(news & commentary)
Long lens users got a bit of news from Nikon today. The 400mm f/2.8 is now an FL lens (fluorite lens elements) and received a weight reduction (almost two pounds [820g] lighter). Unfortunately, it also got a whopping price increase to US$12,000. The changes to the lens seem to come mostly from Nikon’s experience with the 800mm: more precise electronic aperture activation. Style and looks have changed, with the tripod collar moving from the front of the lens to the back, amongst other details. The lens is dust and moisture sealed. As with the old lens, Nikon’s hypothetical MTF charts look just like we want with an exotic: basically flat lines between 0.9 and 1. The lens focuses a little closer (by a foot, or .3m), but we also get yet another new drop-in filter size: 40.5mm.
Given the yen’s decline against the dollar recently, this lens has a whopping price increase implied of more than US$3000 here in the US. While I like many of the changes to the lens, at these prices Nikon is reaching too far, IMHO. The current 400mm, which I’ve been using for awhile now, is a superb lens, perhaps the best of the exotics (haven’t tried the 800mm, though). So things that make the lens better—better optics, lighter weight, more reliable aperture performance, closer focusing—just add to an already exceptional lens. At the new price, though, the primary buyer will be lens rental companies.
Meanwhile, the TC-14E has finally been revised to a newer TC-14EIII version (US$600). Besides a new optical formula (7 elements in 4 groups versus the old 5/5), the converter gets Flourine coatings to protect the front and rear surfaces from dirt, plus splash protection. Curiously, the new converter has only 8 connections to the camera, whereas the old one had 10. This would indicate to me that Nikon is moving away from its old style of passing lens information from lens to converter to camera (good news). The bad news is that the old AF-I lenses and many of the older AF-S exotics can’t be used with the TC-14EIII (use the TC-14EII instead).

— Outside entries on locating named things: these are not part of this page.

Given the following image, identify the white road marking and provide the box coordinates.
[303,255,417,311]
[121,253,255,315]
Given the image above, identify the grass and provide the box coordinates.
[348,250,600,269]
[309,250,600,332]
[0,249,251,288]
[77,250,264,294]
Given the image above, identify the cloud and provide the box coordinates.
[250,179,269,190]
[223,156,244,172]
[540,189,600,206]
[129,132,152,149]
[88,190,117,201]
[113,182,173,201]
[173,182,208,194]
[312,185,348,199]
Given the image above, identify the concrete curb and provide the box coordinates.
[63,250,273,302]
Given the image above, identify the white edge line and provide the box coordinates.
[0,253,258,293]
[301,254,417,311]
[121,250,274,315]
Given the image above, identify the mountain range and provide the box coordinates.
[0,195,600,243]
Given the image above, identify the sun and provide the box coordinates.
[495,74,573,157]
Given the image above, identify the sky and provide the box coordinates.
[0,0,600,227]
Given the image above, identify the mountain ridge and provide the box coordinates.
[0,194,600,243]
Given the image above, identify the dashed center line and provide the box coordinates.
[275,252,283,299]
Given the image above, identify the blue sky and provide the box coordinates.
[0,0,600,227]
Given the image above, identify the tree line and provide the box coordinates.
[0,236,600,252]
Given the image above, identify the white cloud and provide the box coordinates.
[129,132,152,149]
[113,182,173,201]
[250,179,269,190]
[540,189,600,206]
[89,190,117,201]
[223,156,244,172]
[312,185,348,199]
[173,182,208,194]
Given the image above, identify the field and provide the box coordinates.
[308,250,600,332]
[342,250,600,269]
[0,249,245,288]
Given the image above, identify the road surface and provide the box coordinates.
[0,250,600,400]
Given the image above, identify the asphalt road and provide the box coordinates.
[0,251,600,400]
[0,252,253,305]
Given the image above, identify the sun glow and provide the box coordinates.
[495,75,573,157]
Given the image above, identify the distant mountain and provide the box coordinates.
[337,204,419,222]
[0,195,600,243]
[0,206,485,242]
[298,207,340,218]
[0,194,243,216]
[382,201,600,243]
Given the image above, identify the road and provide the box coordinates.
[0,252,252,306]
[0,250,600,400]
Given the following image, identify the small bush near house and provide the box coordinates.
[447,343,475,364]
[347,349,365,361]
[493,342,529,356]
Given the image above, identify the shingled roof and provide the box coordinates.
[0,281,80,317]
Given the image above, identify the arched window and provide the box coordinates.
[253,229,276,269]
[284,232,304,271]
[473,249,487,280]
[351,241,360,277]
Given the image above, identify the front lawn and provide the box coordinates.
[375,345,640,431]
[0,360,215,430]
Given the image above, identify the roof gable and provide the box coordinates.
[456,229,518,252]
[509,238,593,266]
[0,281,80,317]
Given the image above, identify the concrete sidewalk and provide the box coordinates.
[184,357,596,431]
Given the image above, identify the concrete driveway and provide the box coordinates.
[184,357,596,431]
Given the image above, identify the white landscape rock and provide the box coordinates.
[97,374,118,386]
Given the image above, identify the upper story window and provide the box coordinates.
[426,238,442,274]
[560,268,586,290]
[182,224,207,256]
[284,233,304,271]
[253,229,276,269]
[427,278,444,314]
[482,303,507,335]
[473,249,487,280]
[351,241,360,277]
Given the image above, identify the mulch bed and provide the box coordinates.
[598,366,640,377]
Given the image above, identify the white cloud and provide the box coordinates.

Personally, I’ve slowly become a TC-phobe. There are multiple reasons for this. The added lens mount adds additional tolerances into the system that are sometimes difficult to tune out; any additional optics slightly degrade the optics in front of them; Nikon telephoto lenses tend to perform poorly at long distances, and most times you’re using a TC to shoot at distance; pixel counts have gotten high enough that 1.2x and 1.3x crops in camera still give you enough to work with.
I’m also scratching my head yet again trying to understand what Nikon really thinks is needed in their lens lineup. This TC was needed years ago. The constant refresh of the exotics is okay—I’m glad to see Nikon actually be somewhat regular about something—but these very low volume lenses get an awful lot of attention compared to lenses that people really want updated (300mm f/4, where art thou?).
It’s clear to me that someone somewhere at Nikon has a “strategy” for lenses. It’s unclear to me what that strategy is achieving or that it even attempts to create a broad, deep line of lenses with no significant gaps or liabilities. Nikon just reduced their lens sales forecasts to well below the market rate of change. Nothing they’ve announced in the last year (400mm f/2.8, 18-300mm DX, new 18-55mm DX, 50mm f/1.4 for Df, 58mm f/1.4, and the 18-140mm DX) is going to change that. That’s 5 replacements for existing lenses, one new lens, if you’re counting. So someone at Nikon thinks there are no holes in their lens lineup. They are wrong.